In Bulletin 2015-01, the ODI said that it had received inquiries about the use of price optimization, which it said referred to “an insurer’s practice of varying premiums based upon factors that are unrelated to risk of loss in order to charge each insured the highest price that the market will bear.”

The ODI pointed out that Ohio insurance law prohibited charging “unfairly discriminatory rates,” requires that rates “be based upon risks,” and requires “differences among risks to have a demonstrable probable effect on losses or expenses.”

The ODI said that although risk classifications were “widely accepted as a legitimate insurance actuarial principle,” the “fundamental factor underlying insurance rates” was that they “reflect a risk of loss.”

Price optimization, the ODI continued, involved gathering and analyzing data related to “numerous characteristics specific to a particular policyholder” that were “unrelated to risk of loss or expense,” including:

-       whether the policyholder had complained about his or her policy;

-       the amount or percentage change of the policyholder’s auto premium at renewal in prior years; and

-       the amount or percentage change of the policyholder’s homeowners’ premium at renewal in prior years.

From this and similar data, the ODI said, insurers could determine the “price elasticity of demand,” or how much of a premium increase a particular policyholder would tolerate before switching insurance carriers.
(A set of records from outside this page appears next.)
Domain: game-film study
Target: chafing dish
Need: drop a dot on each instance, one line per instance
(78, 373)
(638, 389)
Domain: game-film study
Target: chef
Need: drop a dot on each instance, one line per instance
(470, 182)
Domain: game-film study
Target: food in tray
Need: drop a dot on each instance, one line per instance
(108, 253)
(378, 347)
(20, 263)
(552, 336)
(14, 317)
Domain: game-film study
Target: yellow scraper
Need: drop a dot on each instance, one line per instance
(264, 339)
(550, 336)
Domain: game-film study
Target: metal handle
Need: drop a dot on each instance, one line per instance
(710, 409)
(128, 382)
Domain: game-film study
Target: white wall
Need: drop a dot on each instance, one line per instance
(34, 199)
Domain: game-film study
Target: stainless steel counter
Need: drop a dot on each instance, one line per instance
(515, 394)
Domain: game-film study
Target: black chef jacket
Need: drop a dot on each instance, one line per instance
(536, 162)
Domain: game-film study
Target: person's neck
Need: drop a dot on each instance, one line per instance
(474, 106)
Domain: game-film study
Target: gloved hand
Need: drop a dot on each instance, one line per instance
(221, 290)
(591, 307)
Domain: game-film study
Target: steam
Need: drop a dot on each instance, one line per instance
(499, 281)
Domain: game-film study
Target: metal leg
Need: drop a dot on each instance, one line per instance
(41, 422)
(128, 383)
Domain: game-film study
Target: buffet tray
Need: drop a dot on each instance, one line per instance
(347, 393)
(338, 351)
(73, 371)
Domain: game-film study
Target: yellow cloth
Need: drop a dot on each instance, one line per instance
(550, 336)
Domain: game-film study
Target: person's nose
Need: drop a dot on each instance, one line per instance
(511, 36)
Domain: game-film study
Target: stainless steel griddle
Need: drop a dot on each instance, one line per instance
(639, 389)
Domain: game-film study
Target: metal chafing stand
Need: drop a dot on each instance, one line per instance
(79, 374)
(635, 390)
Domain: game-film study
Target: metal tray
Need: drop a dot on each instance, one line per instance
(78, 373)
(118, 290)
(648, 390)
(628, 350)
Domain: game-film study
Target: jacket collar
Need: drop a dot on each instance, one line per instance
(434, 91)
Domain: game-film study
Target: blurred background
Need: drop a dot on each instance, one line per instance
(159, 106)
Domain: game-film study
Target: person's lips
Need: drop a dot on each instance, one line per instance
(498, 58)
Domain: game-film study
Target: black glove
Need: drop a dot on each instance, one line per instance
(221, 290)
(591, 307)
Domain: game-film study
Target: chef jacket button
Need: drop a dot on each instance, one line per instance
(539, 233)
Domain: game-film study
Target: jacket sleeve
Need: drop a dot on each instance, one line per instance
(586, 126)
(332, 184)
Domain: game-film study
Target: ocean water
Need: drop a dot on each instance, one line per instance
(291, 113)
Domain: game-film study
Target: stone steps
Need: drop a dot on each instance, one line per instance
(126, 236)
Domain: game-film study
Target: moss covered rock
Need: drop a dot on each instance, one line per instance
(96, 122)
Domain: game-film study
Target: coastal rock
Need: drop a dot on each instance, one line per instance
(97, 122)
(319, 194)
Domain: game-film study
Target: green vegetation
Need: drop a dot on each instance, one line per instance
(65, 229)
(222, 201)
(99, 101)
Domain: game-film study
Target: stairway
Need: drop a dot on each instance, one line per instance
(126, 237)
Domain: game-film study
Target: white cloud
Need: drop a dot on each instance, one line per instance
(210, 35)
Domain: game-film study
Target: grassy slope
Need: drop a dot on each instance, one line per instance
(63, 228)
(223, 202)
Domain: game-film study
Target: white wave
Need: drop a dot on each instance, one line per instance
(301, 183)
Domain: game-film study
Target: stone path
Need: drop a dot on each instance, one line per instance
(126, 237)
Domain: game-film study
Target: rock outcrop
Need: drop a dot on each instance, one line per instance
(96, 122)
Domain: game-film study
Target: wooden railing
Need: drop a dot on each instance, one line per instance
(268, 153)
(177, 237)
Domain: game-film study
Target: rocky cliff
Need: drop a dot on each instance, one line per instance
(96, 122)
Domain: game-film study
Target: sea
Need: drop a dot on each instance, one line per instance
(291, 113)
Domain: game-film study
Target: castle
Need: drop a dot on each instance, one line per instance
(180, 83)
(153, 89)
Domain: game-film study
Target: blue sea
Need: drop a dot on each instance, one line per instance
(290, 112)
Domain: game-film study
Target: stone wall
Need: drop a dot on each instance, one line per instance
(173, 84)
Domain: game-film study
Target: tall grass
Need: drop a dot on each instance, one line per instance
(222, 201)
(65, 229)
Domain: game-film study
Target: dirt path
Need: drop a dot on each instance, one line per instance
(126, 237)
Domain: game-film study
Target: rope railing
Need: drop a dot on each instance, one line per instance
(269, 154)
Thus, the ODI stated, price optimization techniques allowed insurers “to set premiums based on an analysis of individual policyholder behavior reflecting a willingness to pay higher premiums than others – a factor completely unrelated to risk of loss or expense.”

The ODI concluded that price optimization involved “discriminat[ing] between individuals of the same class and of essentially the same hazard” based on factors that did not have a demonstrable “probable effect upon losses or expenses.” It then found that the use of price optimization resulted in rates that were “unfairly discriminatory” in violation of Ohio insurance law.

The ODI ruled that any insurer utilizing price optimization must notify the ODI by March 31 that it will not use price optimization after May 31, 2015 for new business and June 30, 2015 for renewal business.